On work PCs...(HP 8000e)When you open a video clip (.wmv; .mpeg; etc), it will come up all green and pixelated (but the audio still plays). Lowering the hardware acceleration to its lowest setting fixes this. But when I try to play a DVD, the same green pixelation occurs and I have to turn the hardware acceleration all the way back up again.What could be causing this and what is a possible fix? It's a pain because I keep have to log in as admin to fix every time this happens. The PCs are in a public environment and need to stay locked down settings wise. It's running the stock video card with stock drivers. I've tried updating the driver and that didn't help. I've tried running the clips in different media players and that did not help either.
12/2/2010 7:21:20 AM
Nobody has any ideas?
12/3/2010 2:13:50 PM
what app are you using to open the video clips? was this problem always present, or is it new?if it's a new problem, what changed?[Edited on December 3, 2010 at 2:22 PM. Reason : .]
12/3/2010 2:22:14 PM
It has always been an issue since we upgraded the PCs to this model. (HP8000e)Tried several apps all with the same result.

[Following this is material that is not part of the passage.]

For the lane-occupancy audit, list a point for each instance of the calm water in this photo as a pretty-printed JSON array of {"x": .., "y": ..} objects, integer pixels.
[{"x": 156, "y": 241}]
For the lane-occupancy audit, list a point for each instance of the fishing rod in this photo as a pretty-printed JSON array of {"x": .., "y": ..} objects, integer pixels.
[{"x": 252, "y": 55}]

WMP, RealPlayer, WinDVD. All with the most up to date players. Even VNC isn't working.
12/3/2010 2:27:49 PM
Sounds like a driver problem if VNC doesn't work - it has the codecs baked into it's program.Have you tried a $10 card from newegg and see if it fixes it?
12/4/2010 12:15:43 AM
go into catalyst control center, find the video playback option, flip hardware acceleration from what it currently is.
12/4/2010 2:19:19 AM
It's VLC, not VNC
12/4/2010 7:56:51 AM
Correct.Do you have any suggestions, James? I am at a standstill here with this issue.
12/4/2010 8:14:55 AM
You've tried different players but what about a high-quality set of codecs like this: http://codecguide.com/about_kl.htmthe installers even look for broken or mis-configured codecs and fix themIt might also help to use CPU-Z to give us an idea of the basic specs of the computer: http://www.cpuid.com/softwares/cpu-z.htmlAlso use GPU-Z to figure out exactly what your graphics card is capable of: http://www.techpowerup.com/gpuz/post infos here plz
12/4/2010 8:40:12 AM
yea, I meant VLC - And w/ VLC the codecs are in the program - they ignore whatever is on your system unless you specifically tell it otherwise. If it doesn't work there it's almost not going to work.
12/4/2010 12:21:54 PM
Okay so I tried it in stand alone VLC player and it worked. The problem with that is that VLC can't be embedded in powerpoint, which is where a majority of these videos will be playing from.
12/6/2010 7:06:20 AM
if you're on win7 uninstall all 3rd party codecs because you dont need any of them and they do more harm then good anyway. If you're on xp uninstall all 3rd party codecs. install the divx codec set from divx.com because its not a gay piece of hacked together shit like every codec packif you have an ATI card make sure you didn't install any custom ATI codecs because all they do is break things. all you want installed is the video driver and catalyst control center. remove everything else.